Joe had been around long enough to know exactly what was happening. Pope could not appear to have a public vendetta against Joe, especially because Joe’s star had risen over the past few years in certain quarters.

But Pope was a master of the bureaucratic Death of a Thousand Cuts, the slow, steady, petty, and maddening procedure—misplaced requests, unreturned phone calls, lost insurance and reimbursement claims, blizzards of busywork—designed to drive an employee out of a state or federal agency. And with Pope, Joe knew it was personal.

“DAD!”

Joe realized Sheridan was talking to him. “What?”

“How can he tune out like that?” Julie asked Sheridan, as if Joe weren’t in the cab.

“I don’t know. It’s amazing, isn’t it?” Then: “Dad, are we going to stop and feed Nate’s birds? I want to show Julie the falcons.”

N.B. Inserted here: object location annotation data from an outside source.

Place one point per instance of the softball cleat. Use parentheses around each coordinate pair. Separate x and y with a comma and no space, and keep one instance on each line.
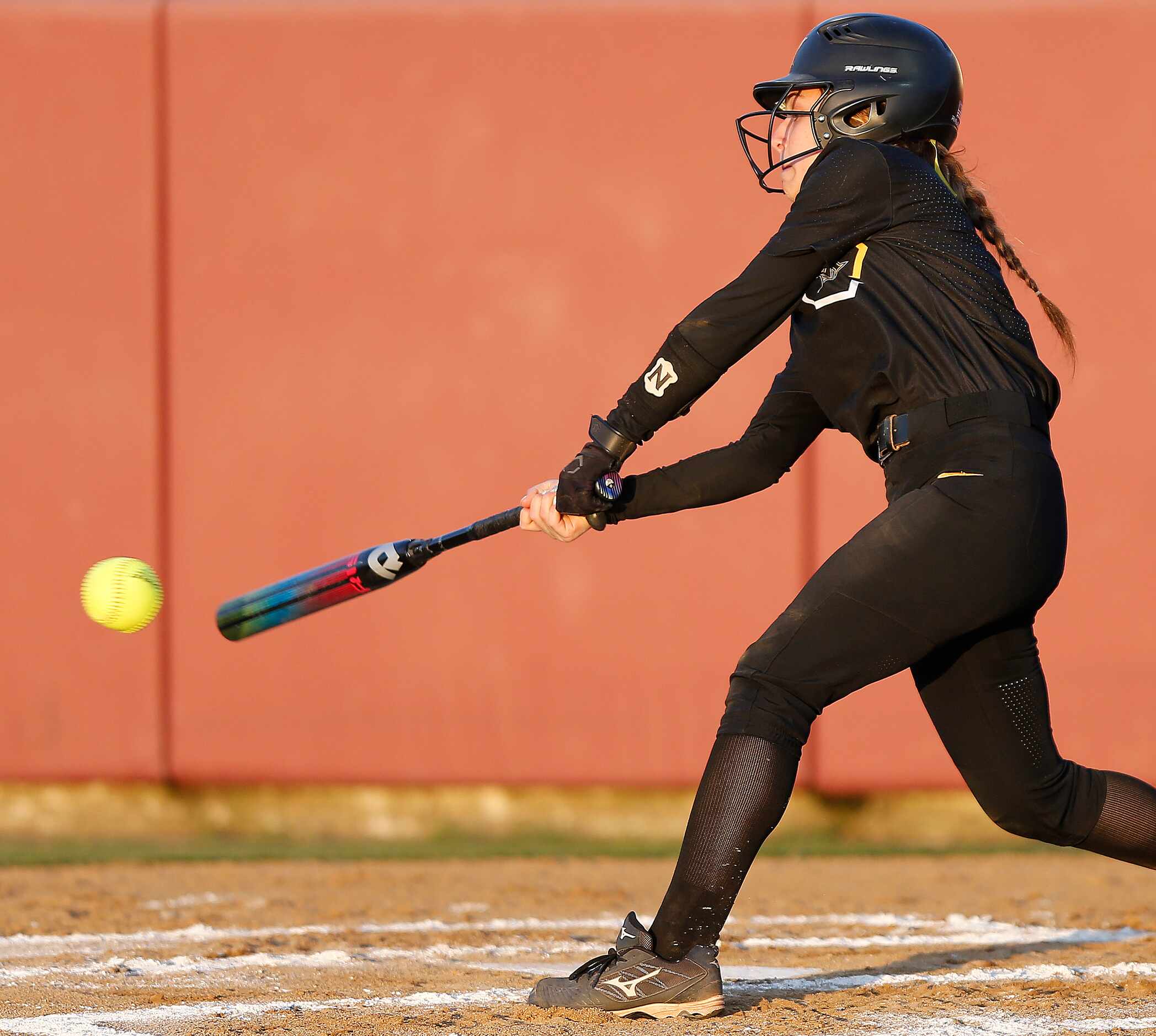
(630,980)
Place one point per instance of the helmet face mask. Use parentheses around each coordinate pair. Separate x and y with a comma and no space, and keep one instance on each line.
(750,139)
(899,73)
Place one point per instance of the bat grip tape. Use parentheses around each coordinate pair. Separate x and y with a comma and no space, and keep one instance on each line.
(611,440)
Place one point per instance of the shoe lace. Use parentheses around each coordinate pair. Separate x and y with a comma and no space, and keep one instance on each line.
(598,965)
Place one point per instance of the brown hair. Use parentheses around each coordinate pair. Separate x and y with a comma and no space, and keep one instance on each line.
(975,202)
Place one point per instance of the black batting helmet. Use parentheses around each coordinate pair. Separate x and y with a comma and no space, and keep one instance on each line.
(902,72)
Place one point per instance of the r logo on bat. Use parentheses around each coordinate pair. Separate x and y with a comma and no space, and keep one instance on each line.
(385,561)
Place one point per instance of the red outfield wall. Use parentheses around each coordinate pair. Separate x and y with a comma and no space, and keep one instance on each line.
(287,280)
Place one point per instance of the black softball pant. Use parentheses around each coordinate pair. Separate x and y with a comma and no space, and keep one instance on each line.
(947,582)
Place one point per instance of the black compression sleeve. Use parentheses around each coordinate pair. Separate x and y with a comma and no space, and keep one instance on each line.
(785,426)
(845,197)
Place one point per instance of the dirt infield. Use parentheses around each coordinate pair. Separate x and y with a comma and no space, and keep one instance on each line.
(1013,945)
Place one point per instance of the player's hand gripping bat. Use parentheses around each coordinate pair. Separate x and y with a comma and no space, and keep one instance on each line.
(359,574)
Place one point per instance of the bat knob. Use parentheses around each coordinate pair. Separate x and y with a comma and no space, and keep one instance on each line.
(610,486)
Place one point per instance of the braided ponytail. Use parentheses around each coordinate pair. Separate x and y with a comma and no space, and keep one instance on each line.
(979,212)
(975,202)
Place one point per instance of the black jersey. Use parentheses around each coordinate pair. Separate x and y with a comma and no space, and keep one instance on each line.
(894,302)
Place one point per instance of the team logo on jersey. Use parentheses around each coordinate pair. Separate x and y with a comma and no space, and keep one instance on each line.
(832,274)
(659,377)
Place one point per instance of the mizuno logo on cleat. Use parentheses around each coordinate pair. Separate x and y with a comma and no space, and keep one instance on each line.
(631,988)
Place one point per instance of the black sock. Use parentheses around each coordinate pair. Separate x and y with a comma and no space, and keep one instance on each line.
(1126,829)
(741,798)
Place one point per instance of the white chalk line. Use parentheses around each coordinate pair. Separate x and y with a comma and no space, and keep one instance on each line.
(30,946)
(995,1023)
(99,1023)
(990,1023)
(955,930)
(808,980)
(120,968)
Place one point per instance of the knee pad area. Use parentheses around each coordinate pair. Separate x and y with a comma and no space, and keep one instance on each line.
(758,707)
(1061,811)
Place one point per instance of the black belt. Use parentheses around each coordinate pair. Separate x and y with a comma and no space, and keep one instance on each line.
(898,430)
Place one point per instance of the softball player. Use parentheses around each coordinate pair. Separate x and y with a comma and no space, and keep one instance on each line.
(904,335)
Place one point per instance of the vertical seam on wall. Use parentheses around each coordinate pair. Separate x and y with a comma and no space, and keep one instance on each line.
(163,381)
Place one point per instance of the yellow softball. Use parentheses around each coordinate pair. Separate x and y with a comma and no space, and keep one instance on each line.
(122,594)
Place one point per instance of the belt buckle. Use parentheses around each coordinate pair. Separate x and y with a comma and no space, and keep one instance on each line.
(893,435)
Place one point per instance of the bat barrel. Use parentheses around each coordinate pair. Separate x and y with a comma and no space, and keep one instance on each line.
(317,589)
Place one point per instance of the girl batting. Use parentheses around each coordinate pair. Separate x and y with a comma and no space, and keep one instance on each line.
(904,335)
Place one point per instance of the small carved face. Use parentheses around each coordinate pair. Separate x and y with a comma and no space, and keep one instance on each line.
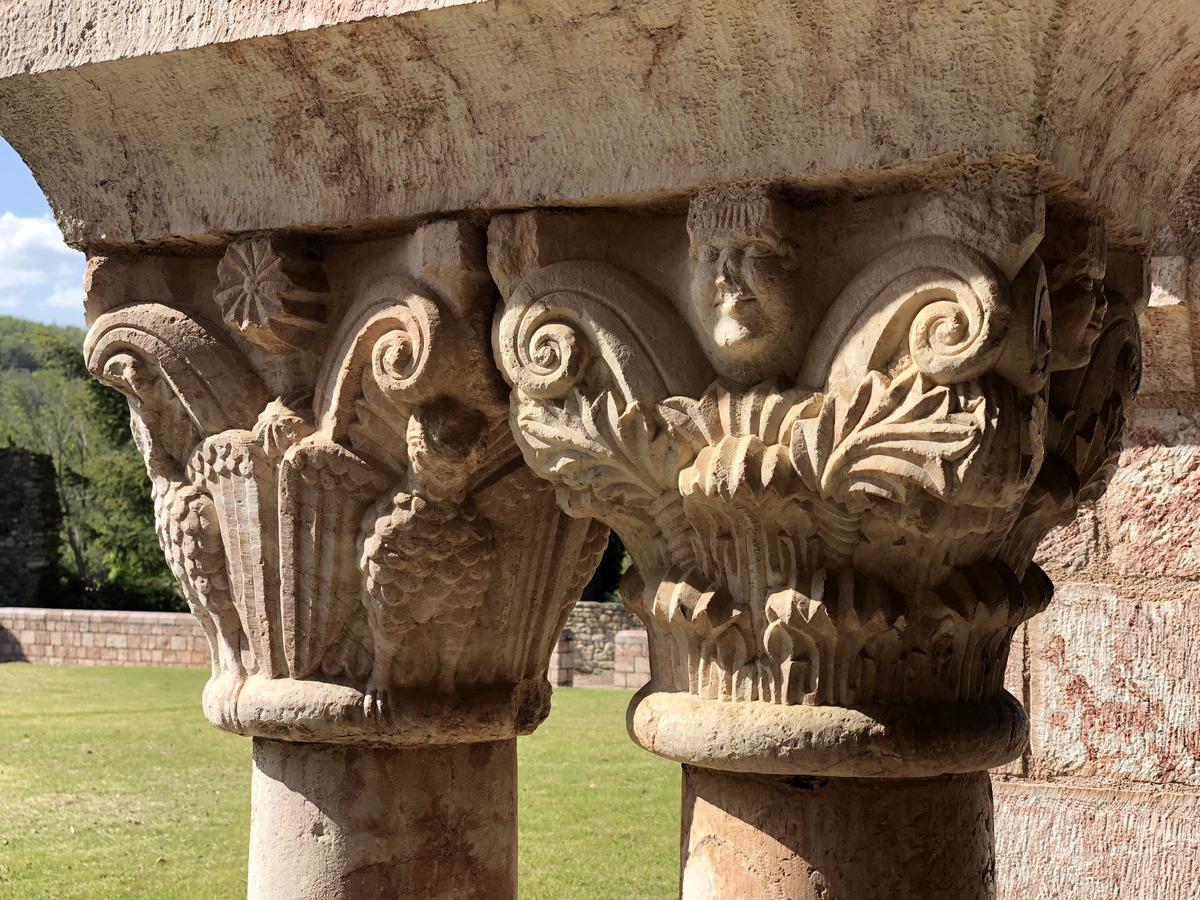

“I already fed them today,” he said.

“Darn.”

Joe slowed and turned onto a dirt road from the highway beneath a massive elk-antler arch with a sign hanging from chains that read:

THUNDERHEAD RANCHES, EST. 1883.

THE SCARLETTS

OPAL

ARLEN

HANK

WYATT

Julie said, “My grandma says someday my name is going to be on that sign.”

“Cool,” Sheridan replied.

Joe had heard Julie say that before.

EVEN THOUGH JOE had seen the Thunderhead Ranch in bits and pieces over the years, he was still amazed by its magnificence. There were those, he knew, who would drive the scores of old two-tracks on the ranch and look around and see miles and miles of short grass, sagebrush, and rolling hills and compare the place poorly with much more spectacular alpine country. Sure, the river bottom was lush and the foothills rose in a steady march toward the Bighorns and were dotted with trees, but the place wouldn’t pop visually for some because it was just so open, so big, so sprawling. But that was the thing. Because of the river, because of the confluence of at least five significant creeks that coursed through the property and poured into the Twelve Sleep River, because of the optimum diversification of landscape within a thousand square miles, and the vast meadows of thick, nutrient-enriched grass, the Thunderhead was the perfect cattle ranch. Joe had once heard a longtime rancher and resident of the county, Herbert Klein, say that if aliens landed and demanded to see a dog he would show them a Labrador, and if they demanded to see a ranch, he would skip his own and show them the Thunderhead.

It was also an ideal ranch for wildlife, which posed an opportunity for Hank, who ran an exclusive hunting business, and a problem for Joe Pickett.

“Look,” Sheridan said, sitting up.

A herd of pronghorn antelope, a liquid flow of brown and white, streamed over a knoll ahead of them and to the right, raising dust and heading for a collision with the pickup.

“They don’t see us yet,” Joe said, marveling, as always, at the graceful but raw speed of the antelope, the second-fastest mammal on earth.

When the lead animals noticed the green Wyoming Game and Fish pickup, they didn’t stop or panic but simply turned ninety degrees, not breaking stride, their stream bending away from the road. Joe noted how Sheridan sucked in her breath in absolute awe as the herd drew parallel with the pickup—the bucks, does, and fawns glancing over at her—and then the entire herd accelerated and veered back toward the knoll they had appeared from.